'The French Grand Prix could mark the beginning of the end for Formula 1'
The French Grand Prix will go down as one of the dullest races ever and has damaged the reputation of Formula 1, says Mike Rutherford
If you have a recording of the French Grand Prix from 23 June, hang on to it: the most agonisingly boring race in living F1 memory. Store the wretched thing alongside your other sleep-inducing recordings – songbirds singing, whales wailing, waves washing or Aztec pan pipes, er, piping.
Honestly, this ‘race’ at the Paul Ricard circuit-cum-colossal-coloured car park was so hypnotically atrocious that I fell asleep while watching on Sky, before dozing off again when viewing the ‘highlights’ on C4 the next day. AWOL were entertainment, excitement, fulfilment – and much more.
A huge, allegedly world-class motorsport event like this has to be a great occasion that none of us wants to end. With billions to play with, organisers, teams, manufacturers and drivers can afford to, and must, adopt a collective ‘let’s get this show on the road’ attitude. The French GP should be swimming in excellence. Yet this was as much of a special occasion as a trip to the dentist. Millions of us witnessed the show coming off the road as we tried to fight our involuntary siestas. And with the exception of Vettel, Hamilton, Verstappen and one or two other natural racers/winners (including rookies Norris and Leclerc, maybe) this non-event was drowning in mediocrity.

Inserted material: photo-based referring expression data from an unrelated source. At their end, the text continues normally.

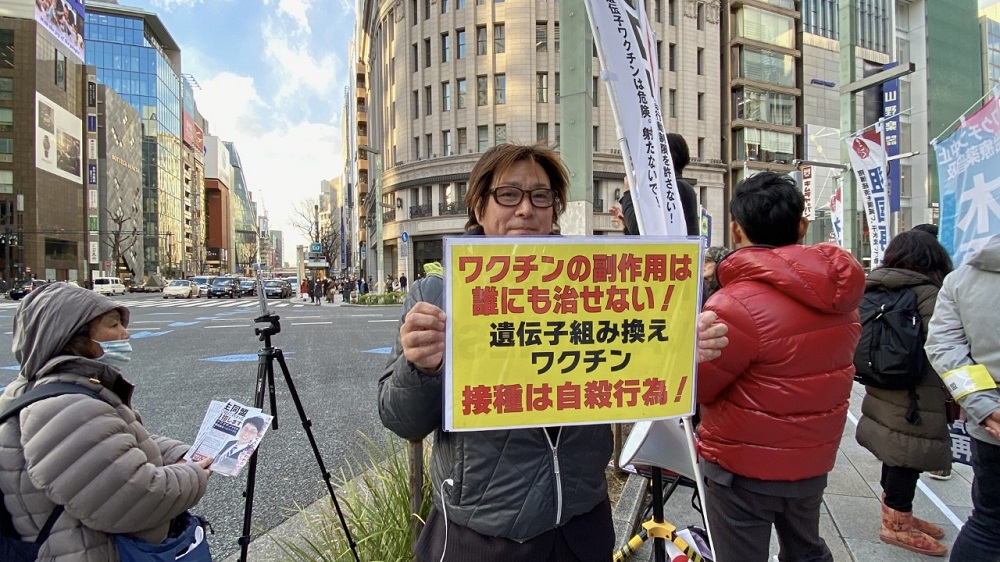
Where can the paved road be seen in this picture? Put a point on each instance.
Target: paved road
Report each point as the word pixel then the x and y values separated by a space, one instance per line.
pixel 332 351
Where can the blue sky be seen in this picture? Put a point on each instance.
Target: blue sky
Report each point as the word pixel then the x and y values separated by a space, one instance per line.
pixel 272 76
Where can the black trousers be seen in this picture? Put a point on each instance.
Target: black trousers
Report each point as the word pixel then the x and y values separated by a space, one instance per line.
pixel 741 521
pixel 899 485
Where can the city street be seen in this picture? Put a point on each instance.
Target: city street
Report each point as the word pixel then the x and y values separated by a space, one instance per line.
pixel 189 352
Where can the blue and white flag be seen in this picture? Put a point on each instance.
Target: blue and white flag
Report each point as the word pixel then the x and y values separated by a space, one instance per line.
pixel 968 164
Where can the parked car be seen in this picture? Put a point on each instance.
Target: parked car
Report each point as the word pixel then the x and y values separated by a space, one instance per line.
pixel 248 287
pixel 22 288
pixel 224 287
pixel 181 289
pixel 277 288
pixel 203 282
pixel 109 286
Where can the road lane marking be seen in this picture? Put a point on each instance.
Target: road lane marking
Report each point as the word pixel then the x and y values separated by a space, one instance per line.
pixel 942 507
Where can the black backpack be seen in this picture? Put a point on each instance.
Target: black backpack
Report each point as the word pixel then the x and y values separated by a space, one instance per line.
pixel 12 548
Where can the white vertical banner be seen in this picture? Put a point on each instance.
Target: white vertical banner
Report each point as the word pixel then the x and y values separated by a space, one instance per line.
pixel 810 211
pixel 837 212
pixel 626 47
pixel 868 163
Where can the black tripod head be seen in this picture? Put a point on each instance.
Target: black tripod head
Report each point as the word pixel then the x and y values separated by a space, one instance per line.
pixel 273 327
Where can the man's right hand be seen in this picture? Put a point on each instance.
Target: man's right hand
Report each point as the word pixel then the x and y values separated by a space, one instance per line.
pixel 422 336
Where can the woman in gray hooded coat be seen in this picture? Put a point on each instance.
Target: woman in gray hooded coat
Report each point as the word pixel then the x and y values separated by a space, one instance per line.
pixel 92 456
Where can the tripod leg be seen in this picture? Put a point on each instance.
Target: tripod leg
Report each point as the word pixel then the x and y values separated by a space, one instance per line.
pixel 263 368
pixel 307 426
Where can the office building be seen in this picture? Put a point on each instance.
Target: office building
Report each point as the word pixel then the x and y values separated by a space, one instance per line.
pixel 43 156
pixel 136 56
pixel 438 83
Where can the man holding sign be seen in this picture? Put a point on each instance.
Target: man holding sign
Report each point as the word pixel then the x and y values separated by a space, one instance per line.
pixel 503 495
pixel 774 405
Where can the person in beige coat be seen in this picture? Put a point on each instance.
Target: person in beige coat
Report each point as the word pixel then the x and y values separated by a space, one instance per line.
pixel 906 442
pixel 92 456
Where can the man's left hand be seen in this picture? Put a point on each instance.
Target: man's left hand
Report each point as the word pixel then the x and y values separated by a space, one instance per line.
pixel 712 336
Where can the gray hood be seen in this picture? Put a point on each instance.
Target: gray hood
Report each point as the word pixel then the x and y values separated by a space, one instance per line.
pixel 987 258
pixel 49 316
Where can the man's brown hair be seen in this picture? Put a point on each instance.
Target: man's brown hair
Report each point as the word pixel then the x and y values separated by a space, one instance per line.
pixel 495 162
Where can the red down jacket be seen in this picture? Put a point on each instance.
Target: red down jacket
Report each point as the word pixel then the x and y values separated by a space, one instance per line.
pixel 774 405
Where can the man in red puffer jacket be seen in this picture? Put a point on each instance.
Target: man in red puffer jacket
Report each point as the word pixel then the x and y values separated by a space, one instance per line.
pixel 774 405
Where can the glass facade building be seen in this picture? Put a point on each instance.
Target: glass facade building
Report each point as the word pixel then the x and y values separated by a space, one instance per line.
pixel 135 56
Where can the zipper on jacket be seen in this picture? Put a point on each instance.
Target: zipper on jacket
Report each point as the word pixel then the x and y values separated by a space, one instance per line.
pixel 555 466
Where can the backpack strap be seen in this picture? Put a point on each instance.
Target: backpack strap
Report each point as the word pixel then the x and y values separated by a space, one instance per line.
pixel 36 394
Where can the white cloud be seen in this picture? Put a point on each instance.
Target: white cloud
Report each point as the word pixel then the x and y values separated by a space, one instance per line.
pixel 284 160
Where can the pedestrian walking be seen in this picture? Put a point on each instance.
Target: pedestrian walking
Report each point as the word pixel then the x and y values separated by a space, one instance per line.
pixel 505 499
pixel 92 457
pixel 963 345
pixel 907 429
pixel 774 404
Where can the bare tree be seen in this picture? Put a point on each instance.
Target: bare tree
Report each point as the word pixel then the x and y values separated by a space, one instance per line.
pixel 118 239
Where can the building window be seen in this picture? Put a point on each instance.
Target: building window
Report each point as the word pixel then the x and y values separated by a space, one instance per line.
pixel 500 89
pixel 6 48
pixel 446 96
pixel 542 87
pixel 499 43
pixel 481 86
pixel 481 40
pixel 446 143
pixel 60 69
pixel 484 137
pixel 6 88
pixel 461 92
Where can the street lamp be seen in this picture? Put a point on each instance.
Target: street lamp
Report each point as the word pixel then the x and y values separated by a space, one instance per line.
pixel 375 195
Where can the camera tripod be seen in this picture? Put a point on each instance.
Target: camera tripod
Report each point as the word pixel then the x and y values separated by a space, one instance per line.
pixel 265 383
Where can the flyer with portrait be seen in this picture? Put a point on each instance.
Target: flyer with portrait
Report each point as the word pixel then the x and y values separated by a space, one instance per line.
pixel 229 433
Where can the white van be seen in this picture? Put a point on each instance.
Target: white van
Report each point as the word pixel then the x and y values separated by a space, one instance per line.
pixel 109 286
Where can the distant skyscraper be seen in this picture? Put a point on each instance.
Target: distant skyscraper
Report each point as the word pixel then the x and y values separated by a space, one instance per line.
pixel 136 56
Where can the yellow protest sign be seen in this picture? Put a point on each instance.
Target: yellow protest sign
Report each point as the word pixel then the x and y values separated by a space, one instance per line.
pixel 561 331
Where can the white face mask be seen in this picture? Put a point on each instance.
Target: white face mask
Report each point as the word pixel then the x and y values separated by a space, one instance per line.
pixel 116 352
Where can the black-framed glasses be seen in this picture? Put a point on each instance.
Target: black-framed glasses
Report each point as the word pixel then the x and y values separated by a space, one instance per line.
pixel 510 196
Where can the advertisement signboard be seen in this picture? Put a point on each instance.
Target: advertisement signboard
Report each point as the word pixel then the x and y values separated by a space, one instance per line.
pixel 58 142
pixel 64 20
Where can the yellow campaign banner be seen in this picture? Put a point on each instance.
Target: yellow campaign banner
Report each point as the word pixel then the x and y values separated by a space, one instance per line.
pixel 554 330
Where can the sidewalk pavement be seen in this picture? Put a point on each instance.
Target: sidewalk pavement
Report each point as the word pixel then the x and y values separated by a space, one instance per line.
pixel 850 514
pixel 851 510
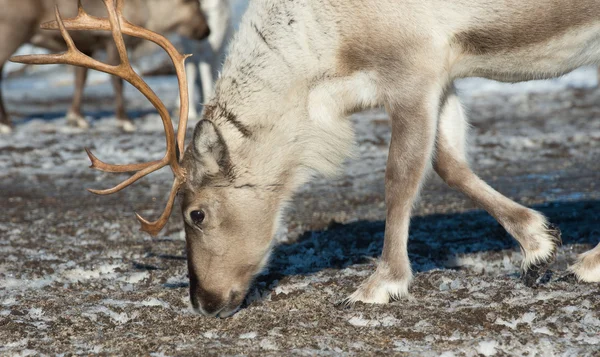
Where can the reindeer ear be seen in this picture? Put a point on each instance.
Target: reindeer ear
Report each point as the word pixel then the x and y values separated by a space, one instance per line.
pixel 208 147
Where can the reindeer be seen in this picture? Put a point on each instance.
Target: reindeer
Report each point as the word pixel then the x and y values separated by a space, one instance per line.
pixel 208 57
pixel 19 21
pixel 296 69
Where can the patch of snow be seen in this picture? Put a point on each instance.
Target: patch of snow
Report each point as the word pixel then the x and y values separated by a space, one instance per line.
pixel 210 334
pixel 487 348
pixel 267 344
pixel 248 335
pixel 155 302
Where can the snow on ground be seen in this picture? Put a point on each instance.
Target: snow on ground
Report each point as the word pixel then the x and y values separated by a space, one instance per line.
pixel 77 277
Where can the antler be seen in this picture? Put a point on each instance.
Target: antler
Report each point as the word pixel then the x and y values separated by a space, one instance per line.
pixel 118 25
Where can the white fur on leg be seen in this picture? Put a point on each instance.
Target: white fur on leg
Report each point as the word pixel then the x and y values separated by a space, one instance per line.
pixel 380 287
pixel 587 267
pixel 543 237
pixel 126 125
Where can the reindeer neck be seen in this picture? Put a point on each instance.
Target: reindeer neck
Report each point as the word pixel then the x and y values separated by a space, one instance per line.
pixel 260 104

For example, we’re approaching mid-season, and Williams-Mercedes is still like a broken pencil – pointless. Worse still, 166 races and 8,000-plus laps into his highly paid, tediously long career, Renault’s Hulkenberg hasn’t won a single F1 race. He also has the dubious honour of – in all F1 history – the most starts with the fewest (zero) podiums. And although he’s pleasant and polite, he’s a charisma-free zone, and one of the less-interesting motorsport people I have met. So let’s temporarily or permanently relegate the likes of Williams, Grosjean, Sainz Jr and other painfully dull, serial-race-losing teams and journeymen drivers from the sport they’ve made millions out of.
Drivers who remain on merit need to become more versatile and hard-working in what they drive and ride. Why? Because to prove who’s truly the best, they have to demonstrate their skills in F1 support races that’ll show how well – or badly – they can perform in showroom-spec supercars (Mercs and Ferraris) and superminis (Renaults and Hondas). After that, we need to see them competing in short-but-revealing off-road races on small, temporary rallycross-type courses at F1 venues. Artificially created ice-driving rinks are another possibility. And, if they really are the fittest sportsmen on earth, let ’em run a few laps against each other. Or race aboard their micro-scooters. Or both. Put another way, think less about one comparatively short F1 race all weekend. Think more in terms of F1 Triathlons involving several driving, and other, activities from Friday through Sunday.
If organisers, drivers, teams and manufacturers don’t, I fear F1 will go the same way as rallycross, bike racing and WRC on TV. At best it’ll become fringe viewing, at worst forgotten about and ignored by the majority, and watched only by a tiny minority – many of whom will have to stump up for Sky’s pay-per-view charges that everyone loathes.